ME/CFS is a serious chronic illness characterized by significant disability, an ambiguous pathology, and a suspected initiation by persistent viral stimulation. CD8+ T cells, CD4+ T cells, and NK cells are crucial to the immune system, with metabolic features that are essential for an effective response to viral challenges. While the exact metabolic shifts vary, depending on the cell type and context, there is evidence to suggest that metabolic dysfunction is, in part, driving the dysfunctional immune cell states in ME/CFS. The precise characteristics of these dysfunctional states in ME/CFS are uncertain, and it is plausible that several distinct dysfunctional states are operating in various immune cell populations in ME/CFS, affecting each other, and intensifying the altered phenotypes. For example, during chronic infections, diverse NK cell functions can trigger T cell exhaustion [239].
The heterogeneity in the presentation of ME/CFS, and the conflicting results reported in the literature may be attributed to variations in the immune cell states at different stages of the disease progression; a person with ME/CFS for seven years may exhibit distinct immune cell dysfunction and characteristics compared to someone who has been suffering from the condition for over 20 years. Not only that, but the immune system of individuals with ME/CFS can undergo frequent changes over a single year. A longitudinal study examining cytokine production in ME/CFS patients tested at 0, 6, and 12 months for NK cell cytotoxicity and cytokine secretion showed inconsistent, and sometimes opposing, levels of TNFα, IFNγ, IL-10, IL-17A, and IL-2 across the three timepoints in the same individual [155].
This review comprehensively assesses the existing ME/CFS T and NK cell literature, and suggests a potential link to an exhausted CD8+ T cell state; however, the specific status of CD4+ T cells and NK cells remains enigmatic. Nevertheless, the resemblance of ME/CFS to other chronic viral infections, evident in the hypometabolic immune cell state and reduced effector functions, suggests the existence of dysfunctional states within the T and NK cell populations. Identifying the dysfunctional states, including anergy, exhaustion, and senescence, within individual immune cell populations of ME/CFS can provide valuable insights into potential therapeutic targets, as some of these states can be reversible. Further, accurately characterizing these states, once identified, will be crucial to tailoring treatments appropriately. For instance, in exhausted cells, diverse inhibitory receptor co-expression can occur during chronic infections, highlighting the need to precisely define T cell properties. to enhance beneficial functions without exacerbating the immunopathology [55]. Further research is necessary to comprehend the immunometabolic changes and functional consequences observed in ME/CFS, particularly considering the overlapping features of dysfunctional states, and the gaps in the existing ME/CFS research. This understanding is essential to devising innovative therapeutic interventions to improve patient outcomes in ME/CFS.

Funding

This research was supported by a gift from Vinod Khosla, and a fellowship from the Alfred P. Sloan Foundation. In addition, support was received from NIH U54NS105541, an award that was co-funded by the National Institute of Neurological Disorders and Stroke (NINDS), NIH Office of the Director, National Institute on Drug Abuse (NIDA), National Heart, Lung, and Blood Institute (NHLBI), and National Human Genome Research Institute (NHGRI).

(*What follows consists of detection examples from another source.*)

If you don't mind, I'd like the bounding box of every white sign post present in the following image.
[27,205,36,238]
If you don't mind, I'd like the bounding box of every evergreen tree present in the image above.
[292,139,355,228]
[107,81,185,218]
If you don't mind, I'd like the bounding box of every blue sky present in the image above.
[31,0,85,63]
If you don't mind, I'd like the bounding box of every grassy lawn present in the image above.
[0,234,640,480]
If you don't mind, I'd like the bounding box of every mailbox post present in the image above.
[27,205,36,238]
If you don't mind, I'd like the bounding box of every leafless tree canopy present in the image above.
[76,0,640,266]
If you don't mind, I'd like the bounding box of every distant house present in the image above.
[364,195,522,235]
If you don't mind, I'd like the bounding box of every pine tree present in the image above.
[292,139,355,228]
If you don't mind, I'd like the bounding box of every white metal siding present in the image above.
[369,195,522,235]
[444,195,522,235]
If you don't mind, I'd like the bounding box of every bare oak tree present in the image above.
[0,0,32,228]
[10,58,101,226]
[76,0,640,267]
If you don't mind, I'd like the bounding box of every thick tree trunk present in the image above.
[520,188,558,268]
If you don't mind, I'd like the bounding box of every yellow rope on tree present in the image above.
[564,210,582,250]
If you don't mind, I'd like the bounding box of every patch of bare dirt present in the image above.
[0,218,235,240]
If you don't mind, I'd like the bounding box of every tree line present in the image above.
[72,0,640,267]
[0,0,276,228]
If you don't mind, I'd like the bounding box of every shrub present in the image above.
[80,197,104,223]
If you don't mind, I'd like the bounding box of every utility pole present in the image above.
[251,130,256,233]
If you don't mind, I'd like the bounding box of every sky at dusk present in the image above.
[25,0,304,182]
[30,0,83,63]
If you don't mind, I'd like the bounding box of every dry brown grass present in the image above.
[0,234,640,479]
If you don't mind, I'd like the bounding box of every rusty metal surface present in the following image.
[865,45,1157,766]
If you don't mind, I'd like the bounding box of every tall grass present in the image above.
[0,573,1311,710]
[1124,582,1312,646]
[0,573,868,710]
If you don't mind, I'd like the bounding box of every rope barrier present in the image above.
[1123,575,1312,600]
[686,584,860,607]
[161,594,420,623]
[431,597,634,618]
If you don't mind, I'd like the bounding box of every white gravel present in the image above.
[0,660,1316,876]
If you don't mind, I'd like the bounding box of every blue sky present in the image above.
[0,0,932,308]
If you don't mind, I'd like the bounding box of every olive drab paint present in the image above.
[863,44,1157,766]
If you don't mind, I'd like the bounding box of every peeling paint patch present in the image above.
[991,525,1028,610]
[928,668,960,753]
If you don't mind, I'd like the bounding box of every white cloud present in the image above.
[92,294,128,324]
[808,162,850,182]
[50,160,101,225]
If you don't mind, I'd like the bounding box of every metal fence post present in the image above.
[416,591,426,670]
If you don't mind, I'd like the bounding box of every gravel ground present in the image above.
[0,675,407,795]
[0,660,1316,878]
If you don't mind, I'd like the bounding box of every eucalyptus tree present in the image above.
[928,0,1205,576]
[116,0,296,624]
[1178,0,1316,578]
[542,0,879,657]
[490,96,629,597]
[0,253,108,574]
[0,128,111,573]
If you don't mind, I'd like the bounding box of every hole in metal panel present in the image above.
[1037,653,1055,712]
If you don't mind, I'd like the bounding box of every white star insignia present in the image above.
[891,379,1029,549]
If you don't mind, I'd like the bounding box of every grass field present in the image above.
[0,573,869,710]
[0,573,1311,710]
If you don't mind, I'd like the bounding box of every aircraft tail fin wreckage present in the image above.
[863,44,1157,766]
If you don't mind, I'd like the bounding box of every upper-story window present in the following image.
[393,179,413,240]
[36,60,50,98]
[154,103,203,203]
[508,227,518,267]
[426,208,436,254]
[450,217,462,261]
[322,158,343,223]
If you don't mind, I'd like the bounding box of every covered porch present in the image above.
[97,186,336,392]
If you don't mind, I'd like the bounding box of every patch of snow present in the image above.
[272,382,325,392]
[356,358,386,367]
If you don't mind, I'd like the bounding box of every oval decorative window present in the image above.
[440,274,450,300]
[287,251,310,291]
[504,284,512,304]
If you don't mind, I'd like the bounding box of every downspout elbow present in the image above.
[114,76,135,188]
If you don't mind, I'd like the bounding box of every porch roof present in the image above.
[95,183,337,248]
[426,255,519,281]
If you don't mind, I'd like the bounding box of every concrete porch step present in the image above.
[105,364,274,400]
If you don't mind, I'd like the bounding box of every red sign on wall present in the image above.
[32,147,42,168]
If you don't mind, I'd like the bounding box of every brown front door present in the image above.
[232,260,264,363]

Institutional Review Board Statement

Not applicable.

Informed Consent Statement

Not applicable.

Data Availability Statement

Not applicable.

Acknowledgments

I would like to extend my heartfelt appreciation to Maureen Hanson and Alexandra Mandarano for their invaluable expertise, constructive feedback, and thorough critiques, which significantly enhanced the quality of this manuscript. I would also like to acknowledge my utilization of Procreate, an iPad application, and Adobe Illustrator 2022 software version 26.5 (Adobe Inc., San Jose, CA, USA) to create the visualizations presented in this work.

Conflicts of Interest

The author declares no conflict of interest.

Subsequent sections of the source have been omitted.